Centre for Addiction and Mental Health, Toronto, Canada.
Drug Alcohol Rev. 2022 Jan;41(1):62-77. doi: 10.1111/dar.13311. Epub 2021 May 27.
Early discharges, also known as 'against medical advice' discharges, frequently occur in inpatient withdrawal management settings and can result in negative outcomes for patients. The purpose of this scoping review is to identify what is known about predictors of and reasons for the early discharge among adults accessing inpatient withdrawal management settings.
MEDLINE, CINAHL, PsycINFO, ASSIA and EMBASE were searched, resulting in 2587 articles for screening. Title and abstract screening and full-text review were completed by two independent reviewers. Results were synthesised in quantitative and qualitative formats.
Sixty-two studies were included in this scoping review. All studies focused on predictors of early discharge, except one which only described reasons for the early discharge. Forty-eight percent of studies involved retrospective review of health records data. The most frequently examined variables were demographics. Variables related to the treatment setting, such as referral source and treatment received, were examined less frequently but were more consistently associated with early discharge compared to demographics. Only six studies described patient reasons for the early discharge, which were retrieved via clinical documentation. The most common reasons for early discharge were dissatisfaction with treatment and family issues.

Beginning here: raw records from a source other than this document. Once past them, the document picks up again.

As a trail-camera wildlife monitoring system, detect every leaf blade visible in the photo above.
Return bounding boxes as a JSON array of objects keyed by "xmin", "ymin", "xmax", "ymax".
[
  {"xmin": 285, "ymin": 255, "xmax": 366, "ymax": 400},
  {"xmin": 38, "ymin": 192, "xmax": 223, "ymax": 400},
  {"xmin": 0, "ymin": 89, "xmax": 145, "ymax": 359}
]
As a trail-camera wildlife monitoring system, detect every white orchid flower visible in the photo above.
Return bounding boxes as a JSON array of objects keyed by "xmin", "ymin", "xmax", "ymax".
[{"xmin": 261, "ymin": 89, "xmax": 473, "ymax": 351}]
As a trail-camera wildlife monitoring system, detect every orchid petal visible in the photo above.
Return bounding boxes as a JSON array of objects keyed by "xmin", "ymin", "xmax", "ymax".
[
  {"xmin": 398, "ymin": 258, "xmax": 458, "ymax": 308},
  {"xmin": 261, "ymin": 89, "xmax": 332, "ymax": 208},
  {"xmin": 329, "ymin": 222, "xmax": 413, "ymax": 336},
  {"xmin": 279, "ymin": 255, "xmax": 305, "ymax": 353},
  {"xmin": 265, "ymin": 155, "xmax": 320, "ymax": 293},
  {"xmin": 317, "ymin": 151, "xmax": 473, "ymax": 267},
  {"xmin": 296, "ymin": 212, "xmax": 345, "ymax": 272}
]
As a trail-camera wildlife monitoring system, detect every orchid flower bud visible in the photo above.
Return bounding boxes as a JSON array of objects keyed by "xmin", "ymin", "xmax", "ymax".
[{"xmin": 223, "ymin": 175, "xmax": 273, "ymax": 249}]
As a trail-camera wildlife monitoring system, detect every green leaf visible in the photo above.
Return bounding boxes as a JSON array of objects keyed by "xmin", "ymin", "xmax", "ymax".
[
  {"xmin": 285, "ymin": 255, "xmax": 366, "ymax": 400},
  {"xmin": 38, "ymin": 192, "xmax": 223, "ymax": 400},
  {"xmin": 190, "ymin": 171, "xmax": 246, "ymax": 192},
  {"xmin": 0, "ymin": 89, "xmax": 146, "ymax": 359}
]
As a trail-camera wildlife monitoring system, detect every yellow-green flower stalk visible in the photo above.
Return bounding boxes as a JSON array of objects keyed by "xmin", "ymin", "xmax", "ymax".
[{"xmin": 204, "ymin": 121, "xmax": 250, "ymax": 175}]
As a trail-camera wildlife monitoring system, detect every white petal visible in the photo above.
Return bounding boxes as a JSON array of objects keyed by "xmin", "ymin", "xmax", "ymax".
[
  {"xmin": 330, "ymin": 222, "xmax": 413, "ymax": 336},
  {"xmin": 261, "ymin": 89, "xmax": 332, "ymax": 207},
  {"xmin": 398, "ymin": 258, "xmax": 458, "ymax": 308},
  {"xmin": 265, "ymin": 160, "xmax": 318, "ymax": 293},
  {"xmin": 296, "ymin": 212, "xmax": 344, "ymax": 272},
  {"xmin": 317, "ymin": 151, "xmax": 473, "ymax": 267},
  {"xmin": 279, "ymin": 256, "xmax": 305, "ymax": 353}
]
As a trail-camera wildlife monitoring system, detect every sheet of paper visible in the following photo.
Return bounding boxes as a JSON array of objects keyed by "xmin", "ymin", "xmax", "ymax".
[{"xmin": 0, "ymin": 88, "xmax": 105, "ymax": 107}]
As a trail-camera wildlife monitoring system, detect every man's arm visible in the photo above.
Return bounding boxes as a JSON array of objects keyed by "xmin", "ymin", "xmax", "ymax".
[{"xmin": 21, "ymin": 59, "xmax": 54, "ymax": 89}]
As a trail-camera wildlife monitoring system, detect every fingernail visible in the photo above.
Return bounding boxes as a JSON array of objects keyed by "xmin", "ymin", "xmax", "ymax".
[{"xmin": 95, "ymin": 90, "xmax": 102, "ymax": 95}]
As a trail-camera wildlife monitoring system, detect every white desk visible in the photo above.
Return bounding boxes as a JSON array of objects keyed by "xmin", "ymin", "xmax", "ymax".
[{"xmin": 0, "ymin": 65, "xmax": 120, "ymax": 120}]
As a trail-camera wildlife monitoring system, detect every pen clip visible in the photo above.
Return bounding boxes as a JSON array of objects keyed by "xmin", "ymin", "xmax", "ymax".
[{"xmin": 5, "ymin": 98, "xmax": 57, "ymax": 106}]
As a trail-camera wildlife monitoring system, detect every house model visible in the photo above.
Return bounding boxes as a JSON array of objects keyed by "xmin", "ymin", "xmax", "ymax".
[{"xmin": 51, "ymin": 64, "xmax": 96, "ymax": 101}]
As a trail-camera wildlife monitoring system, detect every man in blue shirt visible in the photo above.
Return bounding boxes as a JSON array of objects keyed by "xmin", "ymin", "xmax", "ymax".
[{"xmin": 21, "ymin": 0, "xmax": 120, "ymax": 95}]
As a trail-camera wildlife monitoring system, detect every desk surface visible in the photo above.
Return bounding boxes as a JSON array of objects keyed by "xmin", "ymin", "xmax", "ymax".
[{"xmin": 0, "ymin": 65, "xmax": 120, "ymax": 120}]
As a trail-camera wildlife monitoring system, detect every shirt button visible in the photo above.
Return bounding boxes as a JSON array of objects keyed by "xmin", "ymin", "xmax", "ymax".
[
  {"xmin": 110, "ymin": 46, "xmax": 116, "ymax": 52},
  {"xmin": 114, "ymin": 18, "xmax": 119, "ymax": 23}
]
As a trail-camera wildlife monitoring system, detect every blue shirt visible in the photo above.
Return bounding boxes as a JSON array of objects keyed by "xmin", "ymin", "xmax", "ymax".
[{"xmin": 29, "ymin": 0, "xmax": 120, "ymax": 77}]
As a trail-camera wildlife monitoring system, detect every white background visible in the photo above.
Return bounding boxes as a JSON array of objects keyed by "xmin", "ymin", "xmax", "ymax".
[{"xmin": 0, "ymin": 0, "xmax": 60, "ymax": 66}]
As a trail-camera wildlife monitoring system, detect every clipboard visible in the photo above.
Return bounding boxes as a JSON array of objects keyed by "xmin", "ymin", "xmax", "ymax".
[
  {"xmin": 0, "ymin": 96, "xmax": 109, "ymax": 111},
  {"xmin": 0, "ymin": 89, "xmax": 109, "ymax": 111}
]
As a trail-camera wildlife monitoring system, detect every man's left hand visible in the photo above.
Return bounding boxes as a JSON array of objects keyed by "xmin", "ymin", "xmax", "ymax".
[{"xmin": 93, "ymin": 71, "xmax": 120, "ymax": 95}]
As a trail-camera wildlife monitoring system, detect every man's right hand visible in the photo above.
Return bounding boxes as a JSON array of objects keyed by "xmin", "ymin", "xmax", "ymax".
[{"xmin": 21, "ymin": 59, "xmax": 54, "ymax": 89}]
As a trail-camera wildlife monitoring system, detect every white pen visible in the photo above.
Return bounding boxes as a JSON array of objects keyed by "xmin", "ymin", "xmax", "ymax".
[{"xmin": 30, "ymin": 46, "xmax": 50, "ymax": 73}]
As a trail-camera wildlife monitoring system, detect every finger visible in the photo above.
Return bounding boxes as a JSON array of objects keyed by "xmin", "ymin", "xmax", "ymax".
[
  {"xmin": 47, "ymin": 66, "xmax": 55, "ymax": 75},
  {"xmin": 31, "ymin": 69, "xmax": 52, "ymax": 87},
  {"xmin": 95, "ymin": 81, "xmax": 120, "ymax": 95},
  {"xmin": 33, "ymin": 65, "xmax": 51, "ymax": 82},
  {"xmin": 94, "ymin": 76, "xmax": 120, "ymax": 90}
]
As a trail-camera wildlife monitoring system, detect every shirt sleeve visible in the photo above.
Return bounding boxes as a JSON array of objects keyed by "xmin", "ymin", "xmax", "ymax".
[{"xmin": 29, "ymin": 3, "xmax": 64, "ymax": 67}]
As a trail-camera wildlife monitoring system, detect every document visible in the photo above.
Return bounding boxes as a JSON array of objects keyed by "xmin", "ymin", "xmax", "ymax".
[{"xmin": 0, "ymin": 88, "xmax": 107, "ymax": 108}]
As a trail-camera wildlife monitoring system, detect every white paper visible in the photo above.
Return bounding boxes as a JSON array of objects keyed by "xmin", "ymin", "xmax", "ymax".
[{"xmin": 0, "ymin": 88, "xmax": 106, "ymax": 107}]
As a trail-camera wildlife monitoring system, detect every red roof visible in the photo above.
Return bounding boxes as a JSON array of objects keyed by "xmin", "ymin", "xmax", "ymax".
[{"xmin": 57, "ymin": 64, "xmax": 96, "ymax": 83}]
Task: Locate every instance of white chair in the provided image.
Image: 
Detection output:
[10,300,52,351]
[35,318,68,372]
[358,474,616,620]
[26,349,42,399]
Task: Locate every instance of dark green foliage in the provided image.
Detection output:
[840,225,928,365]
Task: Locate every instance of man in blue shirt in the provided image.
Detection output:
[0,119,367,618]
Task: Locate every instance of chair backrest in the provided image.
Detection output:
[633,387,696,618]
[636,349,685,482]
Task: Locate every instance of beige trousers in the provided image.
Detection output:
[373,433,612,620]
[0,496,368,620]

Most demographic variables do not consistently predict early discharge, and reasons for early discharge are not well understood. Future studies should focus on the predictive value of non-patient-level variables, or conduct analyses to account for predictors of early discharge among different subgroups of people (e.g. by gender or ethnicity). Qualitative research exploring patient perspectives is needed.
早期出院,也称为“违反医疗建议”出院,在住院戒断管理环境中经常发生,可能会给患者带来负面后果。本范围综述的目的是确定在接受住院戒断管理的成年人中,关于早期出院的预测因素和原因的已知情况。
检索了MEDLINE、CINAHL、PsycINFO、ASSIA和EMBASE,共筛选出2587篇文章。由两名独立评审员完成标题和摘要筛选以及全文评审。结果以定量和定性形式进行综合。
本范围综述纳入了62项研究。除一项仅描述早期出院原因的研究外,所有研究都聚焦于早期出院的预测因素。48%的研究涉及对健康记录数据的回顾性分析。最常研究的变量是人口统计学变量。与治疗环境相关的变量,如转诊来源和接受的治疗,研究较少,但与早期出院的相关性比人口统计学变量更一致。只有六项研究通过临床记录获取了患者早期出院的原因,最常见的原因是对治疗不满意和家庭问题。
大多数人口统计学变量并不能一致地预测早期出院,而且早期出院的原因尚不清楚。未来的研究应关注非患者层面变量的预测价值,或进行分析以找出不同人群亚组(如按性别或种族)中早期出院的预测因素。需要开展探索患者观点的定性研究。